Synopsis – January 1945. The Allies have the Nazis on the run. In the east, the Red Army relentlessly advances towards Berlin. In its path, thousands of allied inmates of the POW camps in Nazi occupied Poland. In the snow-covered courtyard of the camp, Allied POWs from all corners of the international alliance — including resentful friends William Catchpole and Jake Fulton — stand shivering and flinch at the Russian guns pounding the horizon. Their Nazi captors frantically empty the camp, following orders from Himmler — march all prisoners hundreds of miles West, to Germany. The camp gates open. The death march begins.
Catchpole and Fulton agree on only one thing — it’s Catchpole’s fault they are POWs. Tormented by his conscience, the once confident leader is now a nervous wreck. Catchpole avoids all conflict, so that he can deliver Fulton home as promised. Hot-headed Fulton however fights his captors at every turn, dangerously resigned to the belief that his destiny is dictated by anyone but him. As the march progresses, a series of reverse-chronological flashbacks document Catchpole and Fulton’s relationship from bitter POW duo, back to fresh-faced civilian pals in Essex — showcasing the hardship of camp life, their chaotic maiden Lancaster mission end in capture, a farewell to loved ones, and finally the motivation behind their doomed enlisting.
Their Nazi captors range from experienced, war-weary senior officer Commandant Reubern, through to young Hitler Youth graduate and model Nazi — Guard Joseph Mentsch. As supplies and orders dry up, the two factions of the Fürher’s dwindling army clash. Reubern knows he’s on a losing side and so dedicates his command to survival. Mentsch is bewildered by his superiors’ lack of faith in the Fürher, but his convictions are increasingly tested by harsh truths.
The Nazi’s push the POWs to their limits through freezing conditions and starvation. Russian planes catch up to the march in Czechoslovakia with ‘friendly fire’ killing scores of POWs and guards. In the chaos, Fulton escapes with fellow insubordinate POW, Australian Rogers. Catatonic, Catchpole believes Fulton and Rogers are dead.
The march reaches Germany, arriving at a devastated Dresden. The POWs are surrounded by soldiers in what looks like a bloody retaliation, but it’s revealed to be a safeguarding escort through Dresden’s rubble and its hostile civilians. Dresden’s civilians however pity the POWs — they share food and pray for an end to war. Their peaceful gesture sickens Mentsch.
Fulton and Rogers continue to flee, but their progress is slow as Rogers becomes ill. They inadvertently seek refuge in a brothel. Their hospitable stay is cut short when frequenting German soldiers discover Fulton and Rogers are allied POWs. Two gun shots in the night mark the end of Fulton and Rogers’ escape bid.
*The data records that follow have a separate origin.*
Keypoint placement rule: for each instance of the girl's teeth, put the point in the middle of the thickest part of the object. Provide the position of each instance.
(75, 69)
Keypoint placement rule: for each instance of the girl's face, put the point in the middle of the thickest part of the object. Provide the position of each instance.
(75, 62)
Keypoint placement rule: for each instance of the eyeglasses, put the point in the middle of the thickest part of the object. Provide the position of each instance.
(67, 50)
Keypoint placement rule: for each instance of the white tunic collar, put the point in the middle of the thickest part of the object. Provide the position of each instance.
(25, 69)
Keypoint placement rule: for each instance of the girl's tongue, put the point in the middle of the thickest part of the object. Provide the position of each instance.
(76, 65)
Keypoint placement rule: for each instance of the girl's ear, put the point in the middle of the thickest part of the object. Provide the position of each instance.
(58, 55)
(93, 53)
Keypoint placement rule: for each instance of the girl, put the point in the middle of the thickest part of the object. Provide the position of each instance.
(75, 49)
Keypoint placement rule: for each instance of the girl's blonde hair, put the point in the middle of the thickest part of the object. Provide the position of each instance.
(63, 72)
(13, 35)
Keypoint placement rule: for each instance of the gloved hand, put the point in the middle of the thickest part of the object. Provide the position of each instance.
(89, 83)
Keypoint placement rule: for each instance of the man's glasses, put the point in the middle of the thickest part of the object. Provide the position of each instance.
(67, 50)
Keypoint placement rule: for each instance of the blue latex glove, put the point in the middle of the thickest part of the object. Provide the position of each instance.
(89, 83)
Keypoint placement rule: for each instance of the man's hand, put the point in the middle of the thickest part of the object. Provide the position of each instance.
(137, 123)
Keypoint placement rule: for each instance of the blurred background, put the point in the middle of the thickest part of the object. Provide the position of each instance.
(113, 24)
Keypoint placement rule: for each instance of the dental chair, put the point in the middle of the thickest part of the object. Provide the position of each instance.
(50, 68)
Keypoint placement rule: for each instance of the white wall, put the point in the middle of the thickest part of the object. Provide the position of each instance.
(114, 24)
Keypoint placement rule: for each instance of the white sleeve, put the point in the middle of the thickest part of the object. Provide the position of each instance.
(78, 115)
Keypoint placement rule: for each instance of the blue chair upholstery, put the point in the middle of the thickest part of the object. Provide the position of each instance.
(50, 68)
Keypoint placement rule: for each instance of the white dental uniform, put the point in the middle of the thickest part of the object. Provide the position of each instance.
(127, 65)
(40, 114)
Reubern orders the march to refuge in a factory, where they encounter Commandant Richter, a defeated Nazi officer lumbered with POWs of his own. Reubern and Richter share bleak news and to Mentsch’s disgust, Richter has no impetuous to march further. The two march’s POWs are merged, with ‘new POWs’ Hunter and his crew enquiring after Australian Rogers — disappointed to hear him believed dead.
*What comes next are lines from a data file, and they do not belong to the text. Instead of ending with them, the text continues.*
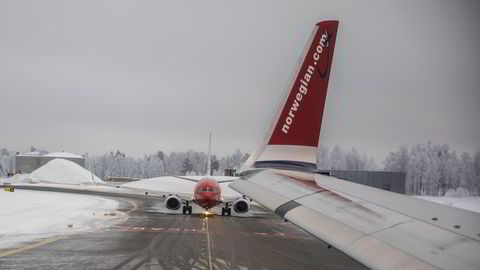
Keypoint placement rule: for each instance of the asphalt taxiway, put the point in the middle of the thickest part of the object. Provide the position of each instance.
(152, 239)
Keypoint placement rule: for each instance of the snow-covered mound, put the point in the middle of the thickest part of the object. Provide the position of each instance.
(62, 155)
(62, 171)
(18, 178)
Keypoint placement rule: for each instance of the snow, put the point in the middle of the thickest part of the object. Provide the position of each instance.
(31, 215)
(467, 203)
(62, 171)
(30, 154)
(176, 185)
(63, 155)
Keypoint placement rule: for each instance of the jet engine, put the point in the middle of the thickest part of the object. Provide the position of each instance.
(172, 202)
(241, 206)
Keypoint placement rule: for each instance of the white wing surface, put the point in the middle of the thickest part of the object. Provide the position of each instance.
(381, 229)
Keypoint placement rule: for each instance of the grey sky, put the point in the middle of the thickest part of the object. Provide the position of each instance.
(142, 76)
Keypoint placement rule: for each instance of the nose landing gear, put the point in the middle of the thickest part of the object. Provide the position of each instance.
(226, 210)
(187, 208)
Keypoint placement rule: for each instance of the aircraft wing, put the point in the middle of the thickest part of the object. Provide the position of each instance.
(219, 179)
(380, 229)
(182, 186)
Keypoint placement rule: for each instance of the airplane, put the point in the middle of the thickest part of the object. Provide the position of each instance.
(207, 194)
(378, 228)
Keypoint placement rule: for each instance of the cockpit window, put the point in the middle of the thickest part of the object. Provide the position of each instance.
(208, 189)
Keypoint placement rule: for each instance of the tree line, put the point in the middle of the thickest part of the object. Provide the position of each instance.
(117, 164)
(430, 169)
(436, 170)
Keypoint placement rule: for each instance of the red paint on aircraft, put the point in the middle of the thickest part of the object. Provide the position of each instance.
(207, 193)
(301, 117)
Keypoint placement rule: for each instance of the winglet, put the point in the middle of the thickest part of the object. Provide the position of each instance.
(295, 127)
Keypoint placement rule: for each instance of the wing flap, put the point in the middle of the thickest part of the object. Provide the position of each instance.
(351, 219)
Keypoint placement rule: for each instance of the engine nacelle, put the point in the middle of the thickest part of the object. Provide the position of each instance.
(172, 202)
(241, 206)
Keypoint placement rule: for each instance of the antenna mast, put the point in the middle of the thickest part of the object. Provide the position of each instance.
(209, 165)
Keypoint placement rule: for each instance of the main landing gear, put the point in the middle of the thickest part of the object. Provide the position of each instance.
(226, 210)
(187, 208)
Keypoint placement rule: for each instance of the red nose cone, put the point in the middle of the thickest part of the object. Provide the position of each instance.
(207, 193)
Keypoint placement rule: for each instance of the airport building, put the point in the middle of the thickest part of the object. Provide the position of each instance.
(28, 162)
(391, 181)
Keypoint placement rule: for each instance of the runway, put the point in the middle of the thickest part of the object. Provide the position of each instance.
(150, 239)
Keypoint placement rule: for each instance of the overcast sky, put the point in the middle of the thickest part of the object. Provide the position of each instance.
(142, 76)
POW leader, British Captain Stortford becomes ill, demanding that ranking officer Catchpole reluctantly take command. A Nazi truck arrives at the factory, its frantic driver in a rush to dump his cargo and make for Berlin. That cargo is revealed to be Fulton and Rogers. Catchpole and Fulton reconcile. Opportunistic Richter joins the truck driver to make for Berlin, abandoning his march to a furious Reubern. Hunter and his crew confront Rogers, seeking revenge for a previous selfish escape bid by Rogers that had cost the lives of their comrades. Catchpole, supported by Fulton, intervenes and orders the matter closed.
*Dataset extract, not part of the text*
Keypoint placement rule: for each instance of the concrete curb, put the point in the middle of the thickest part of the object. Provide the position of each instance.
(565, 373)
Maddened, Mentsch marches Catchpole outside, intent on murdering the POW. Reubern and Stortford rush outside to stop Mentsch, with a shoot out erupting. Mentsch mows down Stortford and his fellow guards. Reubern is forced to kill Mentsch. The act his final as a Nazi commandant — he and his guards discard their weapons and uniforms to leave for home.
Finally free, but trapped behind enemy lines, the POWs’ lives are now in Catchpole’s hands. With Jake’s support, Catchpole organises the POWs to share Nazi jackets for warmth and ration supplies — seeking to ride out the war at the factory. The plan looks to have condemned them when food runs out and artillery fire bombards them. An unmarked tank rolls up outside the factory. Catchpole discards his Nazi jacket before heading out to plead for help. Covering his friend, Fulton flanks the tank armed with a rifle. After a tense stand-off the tank’s occupants reveal themselves as Russian allies — promising aid and evacuation, sparking jubilation.
Fulton emerges from his flanked position, but in his rush to celebrate he forgets to remove his Nazi jacket — a Russian solider shoots him. Catchpole cradles Fulton in his arms as he begins to bleed out. A final flashback reveals that back in Essex the young friends held reserved occupations and that they only enlisted because Catchpole was sick of hearing about the war adventures of friends, rather than living out his own.
Post-war Essex. Catchpole uncomfortably returns to civilian life with his girlfriend. At home whilst unpacking groceries he hears Fulton’s voice remind him that he made a promise. It is revealed the voice belongs to the bandaged, surviving Fulton and the promise he refers to now is simply the demand of a fresh cream bun.